The fact that they are worth something and the talking heads are saying they are worth nothing has spooked the market. And it sucks. I say that because the general public is so nervous right now because the market is heading lower and everybody is pulling out for safer havens.
If the average investor knew how to play the market on the way down, then they wouldn’t panic. The fact that not a lot of investors know how to “short” the market or protect their assets is a problem. If you are one of those investors, don’t feel bad because it is hard sometimes for someone to picture in their head that if they buy a stock they want it to head lower. That is called “shorting” and people don’t ever try it.

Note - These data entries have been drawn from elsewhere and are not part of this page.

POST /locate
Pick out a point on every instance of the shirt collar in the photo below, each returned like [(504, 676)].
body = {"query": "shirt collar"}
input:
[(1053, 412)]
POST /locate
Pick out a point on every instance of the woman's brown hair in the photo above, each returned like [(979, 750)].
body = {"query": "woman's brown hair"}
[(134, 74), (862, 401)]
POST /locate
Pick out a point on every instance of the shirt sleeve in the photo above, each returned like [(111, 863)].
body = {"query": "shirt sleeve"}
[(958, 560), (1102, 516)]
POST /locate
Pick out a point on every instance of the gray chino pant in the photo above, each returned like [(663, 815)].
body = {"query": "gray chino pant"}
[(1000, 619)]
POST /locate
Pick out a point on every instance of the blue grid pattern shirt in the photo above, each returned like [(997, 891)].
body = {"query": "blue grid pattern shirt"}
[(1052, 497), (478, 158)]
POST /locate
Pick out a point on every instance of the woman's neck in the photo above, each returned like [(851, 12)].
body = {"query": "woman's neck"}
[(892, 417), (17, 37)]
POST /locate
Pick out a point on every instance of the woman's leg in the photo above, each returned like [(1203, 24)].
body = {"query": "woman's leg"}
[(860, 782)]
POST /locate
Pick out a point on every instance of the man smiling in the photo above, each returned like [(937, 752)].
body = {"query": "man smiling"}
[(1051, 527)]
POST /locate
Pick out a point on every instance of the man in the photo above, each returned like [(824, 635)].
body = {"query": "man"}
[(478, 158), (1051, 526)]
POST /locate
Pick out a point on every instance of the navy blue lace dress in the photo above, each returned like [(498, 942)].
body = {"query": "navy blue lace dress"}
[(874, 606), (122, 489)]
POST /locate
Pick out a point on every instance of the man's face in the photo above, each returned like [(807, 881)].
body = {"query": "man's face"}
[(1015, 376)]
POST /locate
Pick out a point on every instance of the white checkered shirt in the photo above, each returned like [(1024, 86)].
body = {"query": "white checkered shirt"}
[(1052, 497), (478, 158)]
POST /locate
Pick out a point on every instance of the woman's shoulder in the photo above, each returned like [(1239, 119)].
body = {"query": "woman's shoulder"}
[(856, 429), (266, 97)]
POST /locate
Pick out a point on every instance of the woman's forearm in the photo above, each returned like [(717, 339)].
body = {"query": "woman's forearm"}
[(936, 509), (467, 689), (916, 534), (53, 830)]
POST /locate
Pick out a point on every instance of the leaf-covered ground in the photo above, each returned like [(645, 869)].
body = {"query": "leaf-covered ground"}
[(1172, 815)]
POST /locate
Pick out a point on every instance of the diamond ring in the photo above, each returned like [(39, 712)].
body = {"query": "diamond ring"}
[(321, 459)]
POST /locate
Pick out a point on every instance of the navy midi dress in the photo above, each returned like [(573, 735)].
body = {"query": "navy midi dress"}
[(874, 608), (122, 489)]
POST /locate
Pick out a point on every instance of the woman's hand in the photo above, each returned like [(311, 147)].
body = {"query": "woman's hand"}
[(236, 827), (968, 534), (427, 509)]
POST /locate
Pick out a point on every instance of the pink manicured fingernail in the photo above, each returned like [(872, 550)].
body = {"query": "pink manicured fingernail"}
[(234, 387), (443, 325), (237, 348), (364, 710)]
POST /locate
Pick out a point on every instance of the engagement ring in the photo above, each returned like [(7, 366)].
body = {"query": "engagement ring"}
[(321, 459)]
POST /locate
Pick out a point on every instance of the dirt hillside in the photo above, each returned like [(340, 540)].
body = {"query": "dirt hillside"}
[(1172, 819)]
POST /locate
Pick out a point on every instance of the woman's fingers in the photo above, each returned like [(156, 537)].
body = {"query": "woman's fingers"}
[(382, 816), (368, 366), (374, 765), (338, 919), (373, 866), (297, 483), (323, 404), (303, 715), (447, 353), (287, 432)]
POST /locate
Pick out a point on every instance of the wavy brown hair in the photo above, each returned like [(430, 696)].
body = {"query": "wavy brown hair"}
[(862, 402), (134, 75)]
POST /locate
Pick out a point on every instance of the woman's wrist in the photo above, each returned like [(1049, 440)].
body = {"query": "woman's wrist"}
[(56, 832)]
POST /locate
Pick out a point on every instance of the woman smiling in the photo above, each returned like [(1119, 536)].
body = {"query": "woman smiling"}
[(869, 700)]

With options, it is so much easier to see the difference because basically it means this. If you are bullish and you buy a call option, then you are hoping to “call” it away from them. If you are bearish and you buy a put option, you are hoping to “put” it to the other investor. When Enron was tanking and the employees who worked there knew it, most of them sat back and watched their portfolios evaporate. When the stock was in the $60’s, they could have bought cheap out-of-the-money put options and made a fortune.
I know I went down a beaten path but I am trying to tell you it is not a bad thing when the market is tanking. Be proactive and learn how to trade call and put options. Here at OptionsMentoring.com we have plenty of courses that take the emotion out of the market and generate you returns of 8%-10% a month! Not 5% in a year which is where most people are trying to move their money to.
I only say this because most people that ask me about the market seem worried and ask my opinion. I say “I love it” and they get this bewildered look on their face. That’s because I really don’t care which way the market is going, I trade the trends.